Connecting to profits, please hold
As a little background, Icera's specialty -- baseband processors --  take in wireless signals and convert them to something the central processor can handle. This is a market that was previously commoditized enough that a central player like Texas Instruments (NYSE: TXN) decided to exit the field. However, the direction of smartphone designs has pushed baseband design back into favor.

First of all, the proliferation of multiple complex wireless standards -- like LTE and varying 3G flavors -- has increased the challenge of designing baseband processors and concurrently allowed for greater profits within the industry. Take a look at Apple's (Nasdaq: AAPL) iPhone. The company has been reticent to add an LTE modem, despite the faster download speeds it allows, because early LTE-capable baseband processors are both too bulky and consume too much power for Cupertino's taste. In many ways, connectivity components like baseband and RF filters and amplifiers have become key differentiators in the mobile world.

The all-in-one future
Yet the biggest change in connectivity boils down to integration. Smartphones place a particular emphasis on a couple key features: low power consumption and a very small package. By integrating all the wireless components like a baseband processor onto a single chip with the central processor, chip companies can offer space and power savings to their end handset customers. Qualcomm (Nasdaq: QCOM) was the first company to push into this in a big way with its Snapdragon processor, and the result has been a borderline monopoly on key Android smartphone wins. 

Other companies picked up on Qualcomm's success and have also pushed further into baseband processors. Intel (Nasdaq: INTC) purchased Infineon's wireless unit last August for $1.4 billion. Looking to beef up its LTE and WiMAX capabilities, Broadcom (Nasdaq: BRCM) shelled out $316 million to purchase Beceem in October.

Now NVIDIA's seeing the light. The company has been very successful scoring a host of high-profile design wins in tablets but has been less successful in smartphones. The reasoning for this is pretty simple: Tablets are more geared for horsepower, which Tegra has ample amounts of. On the smartphone side, space is constrained, power is of the utmost importance, and companies have been far more receptive to Qualcomm's integrated approach.

Don't expect huge leaps in smartphones initially, though. In an interview with Barron's, Mike Rayfield, the general manager in charge of Tegra, indicated that Icera's specialty is on data-only devices. That would point to NVIDIA using Icera to fortify its position in tablets, with future ambitions potentially pointed toward an integrated platform on smartphones.

Final thoughts
While the acquisition is a little late behind its peers, NVIDIA's purchase of Icera is probably necessary if the company wants to maintain its smartphone ambitions. I've long been critical of NVIDIA's ability to make meaningful advancements in smartphones if Tegra continued as a stand-alone applications processor.

So, while I wish NVIDIA would have been a little more aggressive about this last year, and it appears to be focusing on tablets initially, I do believe the acquisition makes sense. More to the point, NVIDIA's near-term focus should be keeping the pedal to the metal with beating key rivals Qualcomm and Texas Instruments to the next-generation of application processors. If the company had rushed with integrating baseband and RF capabilities, it could have caused a loss of focus and endangered that slim but critical lead in time to market.
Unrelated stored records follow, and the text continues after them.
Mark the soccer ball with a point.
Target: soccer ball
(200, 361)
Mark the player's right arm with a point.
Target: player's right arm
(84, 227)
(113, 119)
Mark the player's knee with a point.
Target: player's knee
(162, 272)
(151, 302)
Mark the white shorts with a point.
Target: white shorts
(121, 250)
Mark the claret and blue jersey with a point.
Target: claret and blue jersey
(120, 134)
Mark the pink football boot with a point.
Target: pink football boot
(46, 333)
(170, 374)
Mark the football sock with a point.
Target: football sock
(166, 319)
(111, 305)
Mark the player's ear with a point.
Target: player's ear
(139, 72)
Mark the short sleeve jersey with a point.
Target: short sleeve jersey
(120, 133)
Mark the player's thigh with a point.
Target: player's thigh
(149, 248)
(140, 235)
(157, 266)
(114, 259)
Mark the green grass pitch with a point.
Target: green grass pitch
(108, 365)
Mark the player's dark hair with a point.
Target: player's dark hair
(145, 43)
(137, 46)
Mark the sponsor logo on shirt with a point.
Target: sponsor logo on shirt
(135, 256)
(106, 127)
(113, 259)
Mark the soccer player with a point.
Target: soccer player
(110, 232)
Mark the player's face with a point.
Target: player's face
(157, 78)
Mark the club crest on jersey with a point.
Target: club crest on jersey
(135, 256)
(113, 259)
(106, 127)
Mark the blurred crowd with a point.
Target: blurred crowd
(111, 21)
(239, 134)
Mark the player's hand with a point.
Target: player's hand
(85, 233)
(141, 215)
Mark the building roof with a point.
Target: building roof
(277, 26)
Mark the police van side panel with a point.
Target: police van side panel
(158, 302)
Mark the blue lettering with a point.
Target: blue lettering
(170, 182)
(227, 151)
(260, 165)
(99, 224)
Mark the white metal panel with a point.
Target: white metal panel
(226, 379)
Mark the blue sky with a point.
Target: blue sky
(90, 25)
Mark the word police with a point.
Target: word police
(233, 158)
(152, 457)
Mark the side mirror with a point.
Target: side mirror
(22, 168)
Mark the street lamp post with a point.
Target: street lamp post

As I learned from my own short-sighted calls  on NVIDIA to show more Tegra results last August, right before it started seeing traction on tablets, the mobile market has long periods of handset companies sampling and testing designs before using them in their next great product. So while this is a bold move onto Qualcomm's turf that might not pay off in the end, give it plenty of time before passing judgment.